Washington e Brasília vivem momento de tensão diplomática após sinalizações de que magistrados brasileiros podem ser alvo de sanções norte-americanas.

Os Estados Unidos se preparam para acionar a Lei Magnitsky contra ministros do Supremo Tribunal Federal (STF) que eventualmente votem pela condenação do ex-presidente Jair Bolsonaro. A medida, que permite a aplicação de sanções individuais a autoridades estrangeiras acusadas de corrupção ou violações de direitos humanos, pode ser anunciada já na próxima semana.

Segundo fontes próximas ao governo norte-americano, o vice-secretário de Estado Christopher Landau e o secretário de Estado Marco Rubio devem se manifestar publicamente na rede X (antigo Twitter), sinalizando a possibilidade de impor restrições contra magistrados brasileiros. O foco principal seria a Primeira Turma do STF, responsável pelo julgamento de Bolsonaro em um dos processos mais sensíveis de sua carreira política.

A eventual aplicação da lei representaria um gesto sem precedentes na relação entre Washington e Brasília, ampliando a pressão internacional sobre o Judiciário brasileiro.

Reação em Brasília

Em resposta, a Advocacia-Geral da União (AGU) já iniciou articulações com um escritório de advocacia nos EUA, buscando avaliar estratégias jurídicas e possíveis recursos no sistema judiciário norte-americano.

Apesar da escalada, o ministro Alexandre de Moraes tem defendido uma postura de cautela. Segundo interlocutores, Moraes aposta na via diplomática, com atuação do Itamaraty, para evitar um confronto direto entre os dois países.

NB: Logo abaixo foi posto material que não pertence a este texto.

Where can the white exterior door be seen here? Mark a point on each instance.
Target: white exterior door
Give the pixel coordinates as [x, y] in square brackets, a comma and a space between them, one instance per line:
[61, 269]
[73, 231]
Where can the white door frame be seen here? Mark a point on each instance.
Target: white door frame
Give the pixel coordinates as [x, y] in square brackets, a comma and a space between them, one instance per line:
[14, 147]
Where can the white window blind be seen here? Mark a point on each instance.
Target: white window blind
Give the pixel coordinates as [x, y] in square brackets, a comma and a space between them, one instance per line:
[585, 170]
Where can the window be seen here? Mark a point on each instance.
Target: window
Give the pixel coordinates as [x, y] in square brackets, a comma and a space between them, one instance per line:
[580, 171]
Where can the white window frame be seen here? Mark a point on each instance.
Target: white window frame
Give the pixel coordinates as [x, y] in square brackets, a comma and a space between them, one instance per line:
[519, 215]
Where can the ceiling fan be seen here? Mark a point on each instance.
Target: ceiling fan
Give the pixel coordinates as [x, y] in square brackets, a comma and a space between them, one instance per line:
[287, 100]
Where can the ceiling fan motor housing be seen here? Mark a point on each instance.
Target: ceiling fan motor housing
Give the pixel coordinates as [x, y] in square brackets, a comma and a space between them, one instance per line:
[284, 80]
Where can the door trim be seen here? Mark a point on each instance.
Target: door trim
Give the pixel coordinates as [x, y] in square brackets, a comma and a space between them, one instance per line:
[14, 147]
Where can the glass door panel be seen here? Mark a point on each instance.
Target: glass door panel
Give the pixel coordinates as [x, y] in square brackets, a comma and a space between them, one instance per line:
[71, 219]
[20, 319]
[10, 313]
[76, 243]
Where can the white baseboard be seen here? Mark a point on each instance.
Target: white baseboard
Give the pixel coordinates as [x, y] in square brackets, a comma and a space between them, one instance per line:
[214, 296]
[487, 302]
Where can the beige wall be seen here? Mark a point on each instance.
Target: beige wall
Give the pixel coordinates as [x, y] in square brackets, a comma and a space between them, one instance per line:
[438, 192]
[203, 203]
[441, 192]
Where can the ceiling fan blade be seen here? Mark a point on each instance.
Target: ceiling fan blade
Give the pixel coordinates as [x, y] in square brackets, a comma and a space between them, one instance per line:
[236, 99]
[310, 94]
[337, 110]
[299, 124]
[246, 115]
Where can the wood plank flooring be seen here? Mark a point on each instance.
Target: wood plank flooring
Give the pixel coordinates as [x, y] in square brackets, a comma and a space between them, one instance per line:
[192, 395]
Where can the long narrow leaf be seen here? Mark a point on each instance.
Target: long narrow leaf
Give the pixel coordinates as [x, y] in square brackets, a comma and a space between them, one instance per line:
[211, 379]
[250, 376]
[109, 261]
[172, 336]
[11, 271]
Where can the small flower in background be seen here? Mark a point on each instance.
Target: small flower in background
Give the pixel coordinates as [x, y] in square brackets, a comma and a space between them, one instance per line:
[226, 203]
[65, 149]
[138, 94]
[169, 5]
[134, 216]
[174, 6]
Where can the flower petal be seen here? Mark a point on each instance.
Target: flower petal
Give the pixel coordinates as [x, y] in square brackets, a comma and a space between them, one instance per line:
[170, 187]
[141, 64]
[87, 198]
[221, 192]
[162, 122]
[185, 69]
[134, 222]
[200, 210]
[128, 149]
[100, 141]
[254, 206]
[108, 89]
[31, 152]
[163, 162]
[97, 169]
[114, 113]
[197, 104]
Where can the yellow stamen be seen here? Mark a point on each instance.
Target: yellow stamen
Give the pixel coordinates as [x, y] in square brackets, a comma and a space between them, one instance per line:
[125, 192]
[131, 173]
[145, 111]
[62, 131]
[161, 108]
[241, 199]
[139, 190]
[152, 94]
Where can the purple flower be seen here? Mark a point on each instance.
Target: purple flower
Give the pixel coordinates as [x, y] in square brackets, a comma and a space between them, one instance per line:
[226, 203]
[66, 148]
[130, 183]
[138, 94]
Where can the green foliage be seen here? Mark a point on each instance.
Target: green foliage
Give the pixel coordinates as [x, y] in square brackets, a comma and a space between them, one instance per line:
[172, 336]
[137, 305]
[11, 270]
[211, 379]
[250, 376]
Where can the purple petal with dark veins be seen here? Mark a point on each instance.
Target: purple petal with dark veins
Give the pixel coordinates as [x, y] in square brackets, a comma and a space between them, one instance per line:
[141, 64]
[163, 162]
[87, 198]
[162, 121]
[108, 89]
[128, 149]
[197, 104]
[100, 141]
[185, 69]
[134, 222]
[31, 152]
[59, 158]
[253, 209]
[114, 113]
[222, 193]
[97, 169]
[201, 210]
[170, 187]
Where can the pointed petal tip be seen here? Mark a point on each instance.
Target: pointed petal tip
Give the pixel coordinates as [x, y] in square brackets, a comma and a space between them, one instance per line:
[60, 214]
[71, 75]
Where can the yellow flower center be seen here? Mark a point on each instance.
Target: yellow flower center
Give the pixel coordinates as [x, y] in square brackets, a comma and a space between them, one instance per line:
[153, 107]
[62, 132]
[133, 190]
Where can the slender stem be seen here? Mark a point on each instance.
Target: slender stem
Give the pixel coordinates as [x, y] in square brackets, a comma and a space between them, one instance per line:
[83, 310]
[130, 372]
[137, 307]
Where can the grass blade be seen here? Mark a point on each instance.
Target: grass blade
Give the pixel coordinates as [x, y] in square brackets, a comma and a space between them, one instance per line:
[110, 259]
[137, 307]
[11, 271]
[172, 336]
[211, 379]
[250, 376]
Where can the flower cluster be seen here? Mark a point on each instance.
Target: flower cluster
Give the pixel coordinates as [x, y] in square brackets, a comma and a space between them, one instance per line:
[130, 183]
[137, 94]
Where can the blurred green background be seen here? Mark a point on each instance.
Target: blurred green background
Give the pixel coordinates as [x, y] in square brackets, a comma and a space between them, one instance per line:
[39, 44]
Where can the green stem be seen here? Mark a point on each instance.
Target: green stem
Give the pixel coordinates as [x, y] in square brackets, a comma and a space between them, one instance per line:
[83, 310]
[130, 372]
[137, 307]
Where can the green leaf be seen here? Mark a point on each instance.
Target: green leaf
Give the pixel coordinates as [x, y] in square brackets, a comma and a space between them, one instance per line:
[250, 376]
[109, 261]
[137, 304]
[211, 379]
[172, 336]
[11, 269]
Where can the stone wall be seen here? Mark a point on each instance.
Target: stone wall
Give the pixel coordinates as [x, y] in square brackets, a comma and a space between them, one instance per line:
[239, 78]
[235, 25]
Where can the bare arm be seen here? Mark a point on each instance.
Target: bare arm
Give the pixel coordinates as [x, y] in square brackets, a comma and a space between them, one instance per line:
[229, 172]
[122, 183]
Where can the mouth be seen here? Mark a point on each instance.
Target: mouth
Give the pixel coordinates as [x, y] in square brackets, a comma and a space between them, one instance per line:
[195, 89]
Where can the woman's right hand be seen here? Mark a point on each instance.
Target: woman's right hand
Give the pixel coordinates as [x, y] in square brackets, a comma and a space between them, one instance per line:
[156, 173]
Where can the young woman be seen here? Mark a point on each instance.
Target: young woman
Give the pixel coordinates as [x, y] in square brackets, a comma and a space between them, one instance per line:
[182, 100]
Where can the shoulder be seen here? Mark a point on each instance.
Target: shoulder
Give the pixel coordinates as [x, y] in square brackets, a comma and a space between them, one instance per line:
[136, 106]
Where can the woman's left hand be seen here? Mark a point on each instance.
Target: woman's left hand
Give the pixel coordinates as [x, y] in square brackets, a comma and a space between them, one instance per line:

A movimentação gera apreensão no governo brasileiro, que vê risco de desgaste internacional caso as sanções sejam concretizadas.

A Lei Magnitsky

Aprovada inicialmente nos EUA em 2012, a Global Magnitsky Act permite ao governo norte-americano impor sanções financeiras e restrições de visto a autoridades estrangeiras consideradas responsáveis por corrupção ou violações de direitos humanos. Ao longo dos anos, a legislação tem sido aplicada contra políticos e empresários de países como Rússia, Venezuela, Nicarágua e China.

Se aplicada contra ministros do STF, a medida abriria um capítulo inédito na história diplomática entre Brasil e EUA, podendo desencadear repercussões políticas internas e externas.